In rural India, fear of tests, vaccines hampers fight against Covid

In rural India, fear of tests, vaccines hampers fight against Covid
In rural India, fear of tests, vaccines hampers fight against Covid

As the recent wave of murder calms down in cities, the epidemic is wreaking havoc in the countryside plagued by poverty and dominated by ignorance and fear.

“A lot of people in my village refuse the vaccine. They think they will die if we vaccinate them,” Kumari told AFP in Dhatrath, a hamlet of two-story buildings in Haryana state, where buffaloes walk the streets. “One of the villagers was so angry that he beat up a health worker who was trying to convince him to get the vaccine.”

Only 15% of people in rural areas have so far received at least one injection, against 30% in the city, while two-thirds of the cases listed are in the countryside, according to an analysis of the daily The Hindu.


Rumors are rife online and on messengers such as WhatsApp.
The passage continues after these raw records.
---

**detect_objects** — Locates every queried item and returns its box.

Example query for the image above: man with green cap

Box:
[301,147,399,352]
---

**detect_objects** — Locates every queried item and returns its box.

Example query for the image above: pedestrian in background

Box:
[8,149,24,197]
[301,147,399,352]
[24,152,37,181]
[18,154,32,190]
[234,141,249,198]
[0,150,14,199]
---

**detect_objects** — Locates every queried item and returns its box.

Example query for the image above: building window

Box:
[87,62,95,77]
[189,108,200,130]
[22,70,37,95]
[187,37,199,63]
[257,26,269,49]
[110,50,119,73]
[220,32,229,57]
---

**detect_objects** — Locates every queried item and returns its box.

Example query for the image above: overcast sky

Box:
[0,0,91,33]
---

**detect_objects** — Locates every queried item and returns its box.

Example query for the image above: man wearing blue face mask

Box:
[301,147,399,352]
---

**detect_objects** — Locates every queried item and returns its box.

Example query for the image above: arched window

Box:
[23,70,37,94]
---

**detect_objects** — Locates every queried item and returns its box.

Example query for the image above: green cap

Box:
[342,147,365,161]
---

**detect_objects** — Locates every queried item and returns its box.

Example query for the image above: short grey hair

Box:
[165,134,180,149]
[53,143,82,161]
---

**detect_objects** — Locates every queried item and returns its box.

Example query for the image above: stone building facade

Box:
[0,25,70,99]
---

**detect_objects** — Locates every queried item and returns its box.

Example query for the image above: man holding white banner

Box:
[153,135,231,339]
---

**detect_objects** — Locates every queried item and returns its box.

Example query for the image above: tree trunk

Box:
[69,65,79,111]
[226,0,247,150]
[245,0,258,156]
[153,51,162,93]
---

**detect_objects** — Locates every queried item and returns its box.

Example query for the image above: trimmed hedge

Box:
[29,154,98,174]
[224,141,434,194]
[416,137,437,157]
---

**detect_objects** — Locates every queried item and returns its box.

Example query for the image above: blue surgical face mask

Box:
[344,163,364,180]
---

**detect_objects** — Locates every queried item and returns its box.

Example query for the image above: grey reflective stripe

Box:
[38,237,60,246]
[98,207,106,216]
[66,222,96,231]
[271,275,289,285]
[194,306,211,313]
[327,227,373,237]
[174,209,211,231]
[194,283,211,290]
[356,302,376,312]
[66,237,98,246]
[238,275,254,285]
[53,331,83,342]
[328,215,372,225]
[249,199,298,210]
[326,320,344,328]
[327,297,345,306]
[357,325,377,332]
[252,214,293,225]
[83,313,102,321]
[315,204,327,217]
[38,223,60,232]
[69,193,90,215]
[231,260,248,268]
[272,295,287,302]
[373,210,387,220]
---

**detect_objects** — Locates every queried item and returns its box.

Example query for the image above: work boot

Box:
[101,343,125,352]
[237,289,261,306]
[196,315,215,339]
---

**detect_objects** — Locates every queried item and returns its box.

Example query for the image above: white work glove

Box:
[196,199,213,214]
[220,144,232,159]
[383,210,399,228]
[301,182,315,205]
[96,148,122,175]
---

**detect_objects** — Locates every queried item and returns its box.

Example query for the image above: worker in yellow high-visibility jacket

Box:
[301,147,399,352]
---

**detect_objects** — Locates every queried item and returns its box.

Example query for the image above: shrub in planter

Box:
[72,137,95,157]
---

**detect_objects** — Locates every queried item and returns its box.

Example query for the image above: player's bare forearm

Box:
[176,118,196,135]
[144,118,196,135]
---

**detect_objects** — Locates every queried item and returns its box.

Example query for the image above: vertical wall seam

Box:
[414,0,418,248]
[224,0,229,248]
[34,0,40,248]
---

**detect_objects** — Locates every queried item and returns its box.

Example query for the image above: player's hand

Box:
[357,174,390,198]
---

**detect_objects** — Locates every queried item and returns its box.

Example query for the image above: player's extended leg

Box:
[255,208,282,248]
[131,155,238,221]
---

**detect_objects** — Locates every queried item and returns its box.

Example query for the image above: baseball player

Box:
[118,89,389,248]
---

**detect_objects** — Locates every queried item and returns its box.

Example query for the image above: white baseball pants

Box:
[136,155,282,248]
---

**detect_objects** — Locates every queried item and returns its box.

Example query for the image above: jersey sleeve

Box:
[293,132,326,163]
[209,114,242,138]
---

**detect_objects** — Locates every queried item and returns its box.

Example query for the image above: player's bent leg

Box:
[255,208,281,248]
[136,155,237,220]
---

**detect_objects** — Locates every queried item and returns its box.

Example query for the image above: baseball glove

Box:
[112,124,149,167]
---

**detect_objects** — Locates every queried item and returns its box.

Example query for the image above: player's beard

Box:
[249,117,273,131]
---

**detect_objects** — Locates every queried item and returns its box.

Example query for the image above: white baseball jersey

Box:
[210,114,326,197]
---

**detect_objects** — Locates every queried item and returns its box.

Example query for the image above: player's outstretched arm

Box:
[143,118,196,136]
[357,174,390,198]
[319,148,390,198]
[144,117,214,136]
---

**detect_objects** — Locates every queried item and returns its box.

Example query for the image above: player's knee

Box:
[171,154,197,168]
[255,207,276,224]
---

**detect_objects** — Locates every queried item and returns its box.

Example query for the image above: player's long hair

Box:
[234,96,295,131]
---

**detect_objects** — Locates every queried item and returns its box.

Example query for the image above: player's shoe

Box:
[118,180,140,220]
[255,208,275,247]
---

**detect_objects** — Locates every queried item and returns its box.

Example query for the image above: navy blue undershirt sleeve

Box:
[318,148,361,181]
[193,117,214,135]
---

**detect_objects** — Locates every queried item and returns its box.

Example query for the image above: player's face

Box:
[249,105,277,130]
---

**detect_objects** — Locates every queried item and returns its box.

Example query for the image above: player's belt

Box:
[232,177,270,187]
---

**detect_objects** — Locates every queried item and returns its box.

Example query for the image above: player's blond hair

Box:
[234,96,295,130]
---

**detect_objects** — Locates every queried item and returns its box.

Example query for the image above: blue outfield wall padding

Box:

Fear that 5G could spread Covid-19 led to an attack on a mobile phone tower in Haryana state. “People do not show up to be tested, convinced that the government will declare them infected with Covid even if they are not,” said Shoeb Ali, a doctor from the village of Miyaganj in the state, to AFP. of Uttar Pradesh (north).

This fear dominates despite the sight of bodies thrown into streams and the hundreds of shallow graves that suggest the coronavirus is sowing death in rural areas of India where 70% of the population of 1 live. 3 billion people.

In the village of Nuran Khera, Haryana State, we are reluctant although many homes have had cases of fever and despite dozens of deaths noted. “Even after the opening of a vaccination center here, no one is ready to be bitten,” Rajesh Kumar, 45, who lives in the village, told AFP. “I will not be vaccinated because there are a lot of side effects. People feel bad after the injection.”

In other states, people are reported to have thrown themselves into rivers or fled into forests to escape mobile healthcare teams. “What to answer to those who tell you + If my destiny is to live, I will live, even without the vaccine +?” Asks Hom Kumar, a health professional from the village of Bhatau Jamalpur in Uttar Pradesh.

The places of care are far from each other and some people also think that it is more dangerous to go to the public hospital than to stay away from it. “There are people who went to the hospital and never came back,” another resident of Nuran Khera, who gave only his first name, Kuldip, told AFP.


The coronavirus has also hit India’s economy hard and villagers are often more concerned about making ends meet, says local medical official Rajib Dasgupta. “It is very difficult to explain the interest of the vaccine as long as some of these distressing situations are not eliminated,” says Rajib Dasgupta.

Experts say India should learn lessons from its polio vaccination campaign for children in the 2000s. The program was successful after respected local leaders convinced parents that the vaccine was safe.

Navneet Singh, who heads the immunization program in Jind district (Haryana state) says one-to-one communication has allowed at least one injection to be administered to those over 45 in Kalwa and the villages surrounding areas.

Sheela Devi is one of those who go door to door to try to convince, with some success. “Gradually, we were able to convince them that even if they catch the coronavirus after being vaccinated, they will not need to be hospitalized. They will be able to take medication and go home,” said the 45-year-old woman.